Advanced RAG techniques part 1: Data processing

Discussing and implementing techniques which may increase RAG performance. Part 1 of 2, focusing on the data processing and ingestion component of an advanced RAG pipeline.

This is Part 1 of our exploration into Advanced RAG Techniques. Click here for Part 2!

The recent paper Searching for Best Practices in Retrieval-Augmented Generation empirically assesses the efficacy of various RAG enhancing techniques, with the goal of converging on a set of best-practices for RAG.

We'll implement a few of these proposed best-practices, namely the ones which aim to improve the quality of search (Sentence Chunking, HyDE, Reverse Packing).

For brevity, we will omit those techniques focused on improving efficiency (Query Classification and Summarization).

We will also implement a few techniques that were not covered, but which I personally find useful and interesting (Metadata Inclusion, Composite Multi-Field Embeddings, Query Enrichment).

Finally, we'll run a short test to see if the quality of our search results and generated answers has improved versus the baseline. Let's get to it!

RAG overview

RAG aims to enhance LLMs by retrieving information from external knowledge bases to enrich generated answers. By providing domain-specific information, LLMs can be quickly adapted for use cases outside the scope of their training data; significantly cheaper than fine-tuning, and easier to keep up-to-date.

Measures to improve the quality of RAG typically focus on two tracks:

  1. Enhancing the quality and clarity of the knowledge base.
  2. Improving the coverage and specificity of search queries.

These two measures will achieve the goal of improving the odds that the LLM has access to relevant facts and information, and is thus less likely to hallucinate or draw upon its own knowledge - which may be outdated or irrelevant.

The diversity of methods is difficult to clarify in just a few sentences. Let's go straight to implementation to make things clearer.

Table of contents

Set-up

All code may be found in the Searchlabs repo.

First things first. You will need the following:

  1. An Elastic Cloud Deployment
  2. An LLM API - We are using a GPT-4o deployment on Azure OpenAI in this notebook
  3. Python Version 3.12.4 or later

We will be running all the code from the main.ipynb notebook.

Go ahead and git clone the repo, navigate to supporting-blog-content/advanced-rag-techniques, then run the following commands:

Once that's done, create a .env file and fill out the following fields (Referenced in .env.example). Credits to my co-author, Claude-3.5, for the helpful comments.
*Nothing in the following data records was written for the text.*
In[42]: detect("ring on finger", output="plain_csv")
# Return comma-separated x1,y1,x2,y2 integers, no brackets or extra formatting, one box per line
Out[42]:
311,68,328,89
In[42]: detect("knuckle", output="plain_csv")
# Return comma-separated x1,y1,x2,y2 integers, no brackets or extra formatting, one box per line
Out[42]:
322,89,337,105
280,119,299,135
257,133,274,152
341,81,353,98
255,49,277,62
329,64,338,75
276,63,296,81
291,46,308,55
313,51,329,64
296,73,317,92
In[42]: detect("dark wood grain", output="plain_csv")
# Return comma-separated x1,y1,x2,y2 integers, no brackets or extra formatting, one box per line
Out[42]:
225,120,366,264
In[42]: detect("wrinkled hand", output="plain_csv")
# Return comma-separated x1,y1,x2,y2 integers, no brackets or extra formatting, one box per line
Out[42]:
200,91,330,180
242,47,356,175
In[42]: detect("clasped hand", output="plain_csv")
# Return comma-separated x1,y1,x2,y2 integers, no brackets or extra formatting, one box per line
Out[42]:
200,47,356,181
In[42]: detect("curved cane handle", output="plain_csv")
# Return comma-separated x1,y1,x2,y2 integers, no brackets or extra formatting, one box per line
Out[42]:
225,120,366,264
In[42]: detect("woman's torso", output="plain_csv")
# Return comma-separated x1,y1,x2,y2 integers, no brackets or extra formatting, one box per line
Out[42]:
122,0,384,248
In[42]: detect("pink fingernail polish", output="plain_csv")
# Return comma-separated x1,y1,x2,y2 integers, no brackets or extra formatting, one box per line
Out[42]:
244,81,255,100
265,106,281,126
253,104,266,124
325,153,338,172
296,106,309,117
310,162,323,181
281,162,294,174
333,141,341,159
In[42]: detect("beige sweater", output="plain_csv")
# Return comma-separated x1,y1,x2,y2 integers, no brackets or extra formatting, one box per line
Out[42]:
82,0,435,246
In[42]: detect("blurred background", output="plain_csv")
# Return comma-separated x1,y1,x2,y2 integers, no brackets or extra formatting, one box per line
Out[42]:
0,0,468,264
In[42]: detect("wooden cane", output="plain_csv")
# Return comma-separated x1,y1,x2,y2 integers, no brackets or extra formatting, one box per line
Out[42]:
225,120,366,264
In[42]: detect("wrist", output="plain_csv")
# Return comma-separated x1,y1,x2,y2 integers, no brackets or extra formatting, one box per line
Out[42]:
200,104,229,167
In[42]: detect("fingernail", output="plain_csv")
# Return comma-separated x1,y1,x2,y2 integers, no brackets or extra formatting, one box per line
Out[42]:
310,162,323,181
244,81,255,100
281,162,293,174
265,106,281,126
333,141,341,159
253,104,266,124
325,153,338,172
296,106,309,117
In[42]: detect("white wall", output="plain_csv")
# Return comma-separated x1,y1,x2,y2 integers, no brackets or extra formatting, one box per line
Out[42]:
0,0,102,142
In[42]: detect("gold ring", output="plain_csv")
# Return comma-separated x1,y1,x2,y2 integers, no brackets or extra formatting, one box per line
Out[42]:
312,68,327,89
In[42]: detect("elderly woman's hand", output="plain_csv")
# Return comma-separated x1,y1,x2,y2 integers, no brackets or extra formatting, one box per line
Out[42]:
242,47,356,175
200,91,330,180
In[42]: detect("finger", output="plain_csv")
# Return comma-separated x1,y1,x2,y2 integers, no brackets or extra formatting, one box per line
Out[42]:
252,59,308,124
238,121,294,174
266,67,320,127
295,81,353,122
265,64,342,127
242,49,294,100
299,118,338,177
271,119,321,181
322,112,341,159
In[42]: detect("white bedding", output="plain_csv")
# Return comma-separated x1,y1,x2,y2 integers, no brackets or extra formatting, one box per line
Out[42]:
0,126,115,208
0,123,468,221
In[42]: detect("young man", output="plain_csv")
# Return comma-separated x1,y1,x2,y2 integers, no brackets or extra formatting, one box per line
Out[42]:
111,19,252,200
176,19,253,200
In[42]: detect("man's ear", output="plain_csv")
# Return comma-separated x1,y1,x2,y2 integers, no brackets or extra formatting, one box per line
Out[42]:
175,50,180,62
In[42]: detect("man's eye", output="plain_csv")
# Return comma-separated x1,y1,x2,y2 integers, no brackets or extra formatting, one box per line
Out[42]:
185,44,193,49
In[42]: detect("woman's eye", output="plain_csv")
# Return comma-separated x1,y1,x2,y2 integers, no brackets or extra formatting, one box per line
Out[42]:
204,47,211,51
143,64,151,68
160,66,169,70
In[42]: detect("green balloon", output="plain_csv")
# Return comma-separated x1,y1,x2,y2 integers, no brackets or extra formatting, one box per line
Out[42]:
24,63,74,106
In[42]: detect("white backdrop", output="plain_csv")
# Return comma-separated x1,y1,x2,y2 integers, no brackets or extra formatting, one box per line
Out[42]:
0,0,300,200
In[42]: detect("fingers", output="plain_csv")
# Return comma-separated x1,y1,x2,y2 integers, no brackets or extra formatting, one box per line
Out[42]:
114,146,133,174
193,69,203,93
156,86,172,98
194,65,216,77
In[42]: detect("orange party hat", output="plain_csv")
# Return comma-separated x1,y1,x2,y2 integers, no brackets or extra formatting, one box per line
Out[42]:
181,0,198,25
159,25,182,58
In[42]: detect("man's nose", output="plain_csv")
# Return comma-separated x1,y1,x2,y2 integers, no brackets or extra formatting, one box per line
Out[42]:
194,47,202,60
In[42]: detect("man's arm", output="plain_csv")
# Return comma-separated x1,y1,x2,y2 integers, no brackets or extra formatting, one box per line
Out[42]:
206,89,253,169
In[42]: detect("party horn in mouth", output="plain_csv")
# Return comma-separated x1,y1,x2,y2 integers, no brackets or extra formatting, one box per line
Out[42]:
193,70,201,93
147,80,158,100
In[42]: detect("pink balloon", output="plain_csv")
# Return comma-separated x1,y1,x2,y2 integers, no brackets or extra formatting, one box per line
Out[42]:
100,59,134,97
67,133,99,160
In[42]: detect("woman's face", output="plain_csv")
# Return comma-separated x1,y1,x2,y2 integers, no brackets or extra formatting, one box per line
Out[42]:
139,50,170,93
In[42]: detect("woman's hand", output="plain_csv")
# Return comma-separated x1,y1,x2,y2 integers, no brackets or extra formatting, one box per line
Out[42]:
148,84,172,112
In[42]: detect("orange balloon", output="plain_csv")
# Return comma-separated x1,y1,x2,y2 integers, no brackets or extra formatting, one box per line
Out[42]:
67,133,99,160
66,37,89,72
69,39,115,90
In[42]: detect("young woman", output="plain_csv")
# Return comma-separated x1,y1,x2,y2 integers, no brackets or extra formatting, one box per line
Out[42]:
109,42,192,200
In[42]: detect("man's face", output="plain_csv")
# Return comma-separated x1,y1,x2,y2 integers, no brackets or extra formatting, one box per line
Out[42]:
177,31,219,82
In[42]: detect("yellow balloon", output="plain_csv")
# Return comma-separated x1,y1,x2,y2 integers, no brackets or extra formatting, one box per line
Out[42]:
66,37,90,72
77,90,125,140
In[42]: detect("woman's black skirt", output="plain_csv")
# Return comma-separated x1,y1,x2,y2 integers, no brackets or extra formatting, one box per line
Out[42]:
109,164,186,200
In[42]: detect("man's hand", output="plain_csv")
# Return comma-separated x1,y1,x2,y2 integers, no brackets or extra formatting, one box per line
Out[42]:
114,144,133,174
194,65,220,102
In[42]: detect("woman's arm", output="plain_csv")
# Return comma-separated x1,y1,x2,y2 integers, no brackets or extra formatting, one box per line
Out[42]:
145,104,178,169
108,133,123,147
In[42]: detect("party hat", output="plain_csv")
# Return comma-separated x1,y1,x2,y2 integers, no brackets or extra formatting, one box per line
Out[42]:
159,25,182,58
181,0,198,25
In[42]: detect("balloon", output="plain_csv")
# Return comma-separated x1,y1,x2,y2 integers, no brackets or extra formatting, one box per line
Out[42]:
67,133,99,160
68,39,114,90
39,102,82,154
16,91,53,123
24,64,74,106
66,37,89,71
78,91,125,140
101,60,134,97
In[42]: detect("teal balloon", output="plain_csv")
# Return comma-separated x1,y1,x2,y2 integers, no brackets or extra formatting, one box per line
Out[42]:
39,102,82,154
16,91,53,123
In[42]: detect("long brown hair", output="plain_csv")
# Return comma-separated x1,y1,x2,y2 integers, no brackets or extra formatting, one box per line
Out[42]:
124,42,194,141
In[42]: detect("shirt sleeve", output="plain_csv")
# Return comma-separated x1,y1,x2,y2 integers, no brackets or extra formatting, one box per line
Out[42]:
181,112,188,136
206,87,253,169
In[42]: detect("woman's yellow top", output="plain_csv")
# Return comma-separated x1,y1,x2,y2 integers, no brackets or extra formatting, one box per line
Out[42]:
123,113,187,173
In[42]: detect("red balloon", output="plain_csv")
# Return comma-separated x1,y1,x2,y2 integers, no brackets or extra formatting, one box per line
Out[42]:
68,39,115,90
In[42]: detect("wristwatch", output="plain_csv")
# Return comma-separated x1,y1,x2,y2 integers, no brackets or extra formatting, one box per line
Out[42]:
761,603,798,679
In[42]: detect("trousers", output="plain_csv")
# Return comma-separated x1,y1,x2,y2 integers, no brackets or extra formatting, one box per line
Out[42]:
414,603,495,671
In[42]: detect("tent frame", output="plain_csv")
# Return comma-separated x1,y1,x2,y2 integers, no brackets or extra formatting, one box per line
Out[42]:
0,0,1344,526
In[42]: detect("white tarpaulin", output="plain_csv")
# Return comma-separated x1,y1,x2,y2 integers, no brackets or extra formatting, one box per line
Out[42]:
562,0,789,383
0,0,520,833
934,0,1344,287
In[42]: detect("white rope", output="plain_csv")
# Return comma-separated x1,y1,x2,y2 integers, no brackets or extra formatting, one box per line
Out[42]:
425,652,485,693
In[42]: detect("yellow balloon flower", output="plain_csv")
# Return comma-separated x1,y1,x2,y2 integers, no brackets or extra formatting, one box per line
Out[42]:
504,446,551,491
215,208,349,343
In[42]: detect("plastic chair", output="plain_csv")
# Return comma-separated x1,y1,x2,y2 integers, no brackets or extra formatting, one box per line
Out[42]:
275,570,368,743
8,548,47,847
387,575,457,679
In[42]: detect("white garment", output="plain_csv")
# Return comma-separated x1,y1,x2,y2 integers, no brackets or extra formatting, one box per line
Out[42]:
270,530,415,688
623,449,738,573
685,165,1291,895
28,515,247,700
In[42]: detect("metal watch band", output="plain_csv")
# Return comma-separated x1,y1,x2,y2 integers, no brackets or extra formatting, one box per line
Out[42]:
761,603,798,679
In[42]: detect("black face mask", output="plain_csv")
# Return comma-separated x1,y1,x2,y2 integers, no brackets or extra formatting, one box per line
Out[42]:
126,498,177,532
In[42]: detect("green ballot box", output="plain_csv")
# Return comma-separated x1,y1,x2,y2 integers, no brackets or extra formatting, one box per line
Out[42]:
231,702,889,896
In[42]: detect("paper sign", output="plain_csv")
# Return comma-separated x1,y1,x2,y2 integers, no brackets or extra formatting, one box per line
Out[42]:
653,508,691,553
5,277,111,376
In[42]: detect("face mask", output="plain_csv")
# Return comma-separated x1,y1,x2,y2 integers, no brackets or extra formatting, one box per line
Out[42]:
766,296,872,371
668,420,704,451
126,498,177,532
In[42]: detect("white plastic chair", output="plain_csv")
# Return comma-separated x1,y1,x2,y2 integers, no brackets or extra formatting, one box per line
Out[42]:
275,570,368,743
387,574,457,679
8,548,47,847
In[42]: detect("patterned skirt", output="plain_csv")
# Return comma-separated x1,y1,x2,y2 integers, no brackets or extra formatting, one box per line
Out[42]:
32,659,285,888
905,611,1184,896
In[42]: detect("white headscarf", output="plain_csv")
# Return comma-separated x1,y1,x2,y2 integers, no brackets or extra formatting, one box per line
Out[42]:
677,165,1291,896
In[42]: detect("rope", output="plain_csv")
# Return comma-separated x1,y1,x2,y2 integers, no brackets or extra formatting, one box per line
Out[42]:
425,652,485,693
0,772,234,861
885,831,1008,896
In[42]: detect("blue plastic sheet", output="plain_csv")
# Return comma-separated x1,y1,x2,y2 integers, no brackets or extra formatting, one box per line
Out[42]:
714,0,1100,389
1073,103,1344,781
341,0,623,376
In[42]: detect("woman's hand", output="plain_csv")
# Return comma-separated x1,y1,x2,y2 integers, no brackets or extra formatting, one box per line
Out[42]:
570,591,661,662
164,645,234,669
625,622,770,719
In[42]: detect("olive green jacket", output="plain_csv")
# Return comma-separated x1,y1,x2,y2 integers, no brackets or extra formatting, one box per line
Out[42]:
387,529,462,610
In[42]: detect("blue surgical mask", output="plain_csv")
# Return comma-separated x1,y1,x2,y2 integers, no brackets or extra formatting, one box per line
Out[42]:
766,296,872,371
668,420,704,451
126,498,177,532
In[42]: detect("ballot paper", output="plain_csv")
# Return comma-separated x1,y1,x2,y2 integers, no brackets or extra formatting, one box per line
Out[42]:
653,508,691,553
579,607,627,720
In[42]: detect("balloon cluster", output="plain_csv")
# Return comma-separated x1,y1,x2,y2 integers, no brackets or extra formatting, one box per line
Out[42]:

Next, we'll choose the document to ingest, and place it in the documents folder. For this article, we'll be using the Elastic N.V. Annual Report 2023. It's a pretty challenging and dense document, perfect for stress testing our RAG techniques.

Now we're all set, let's go to ingestion. Open main.ipynb and execute the first two cells to import all packages and intialize all services.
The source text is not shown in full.